The German music industry has welcomed plans for tighter copyright restrictions proposed by the Germany's new coalition government.

Germany's new coalition government, comprising the conservative Christian Democrats (CDU), Christian Social Union (CSU) and the liberal Free Democrats (FDP) was sworn in at the German parliament in Berlin yesterday (Oct. 28).

Referring to the 124-page document (Billboard.biz, Oct. 27) which outlines the government's policy proposals -- including a strong defence of copyright law and the protection of intellectual property -- German authors body GEMA's CEO Harald Heker said in a statement that he was "content about the clear statement about the system of the collection societies with transparent and efficient structures."

Heker continued: "We understand the pledge for Europe-wide legal circumstances for collection societies as a clear positive signal that the politicians will support us on our future way of new orientation."

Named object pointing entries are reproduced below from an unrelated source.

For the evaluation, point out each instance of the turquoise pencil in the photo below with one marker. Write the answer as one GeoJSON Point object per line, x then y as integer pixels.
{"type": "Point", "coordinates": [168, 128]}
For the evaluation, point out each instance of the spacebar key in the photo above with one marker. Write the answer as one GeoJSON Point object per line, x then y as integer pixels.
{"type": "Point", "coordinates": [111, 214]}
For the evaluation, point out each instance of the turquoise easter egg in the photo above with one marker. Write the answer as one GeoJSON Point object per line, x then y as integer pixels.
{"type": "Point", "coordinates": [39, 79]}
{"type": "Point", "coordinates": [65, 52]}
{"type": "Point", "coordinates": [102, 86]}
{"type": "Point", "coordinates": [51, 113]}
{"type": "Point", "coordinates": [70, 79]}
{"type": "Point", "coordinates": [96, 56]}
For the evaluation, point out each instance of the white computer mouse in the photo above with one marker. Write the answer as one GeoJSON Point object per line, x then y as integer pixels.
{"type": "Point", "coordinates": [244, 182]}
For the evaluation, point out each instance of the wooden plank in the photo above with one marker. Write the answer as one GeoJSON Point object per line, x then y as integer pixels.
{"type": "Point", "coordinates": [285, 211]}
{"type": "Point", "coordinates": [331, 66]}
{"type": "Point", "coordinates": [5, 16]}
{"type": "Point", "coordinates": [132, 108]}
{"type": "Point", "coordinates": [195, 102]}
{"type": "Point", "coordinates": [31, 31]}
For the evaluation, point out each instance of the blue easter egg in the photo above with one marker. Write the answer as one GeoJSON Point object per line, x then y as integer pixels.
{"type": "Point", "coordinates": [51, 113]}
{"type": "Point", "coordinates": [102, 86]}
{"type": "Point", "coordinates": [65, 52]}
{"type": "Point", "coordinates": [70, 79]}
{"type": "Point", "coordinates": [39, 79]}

Dieter Gorny, CEO of labels body BVMI, also welcomes the pledges that the new coalition government has made as being "good for the creative business, and encouraging because it is a healthy fundament for future work in the interest of the German and European music-market."

Referring to the government's declaration to not "block Internet access in cases of copyright infringements" -- as outlined in its policy document -- Gorny adds: "the fact that the new government will not take initiatives for legal possibilities to block internet access does not mean that other possibilities will not be checked and realized to fight in an effective way the illegal use of music."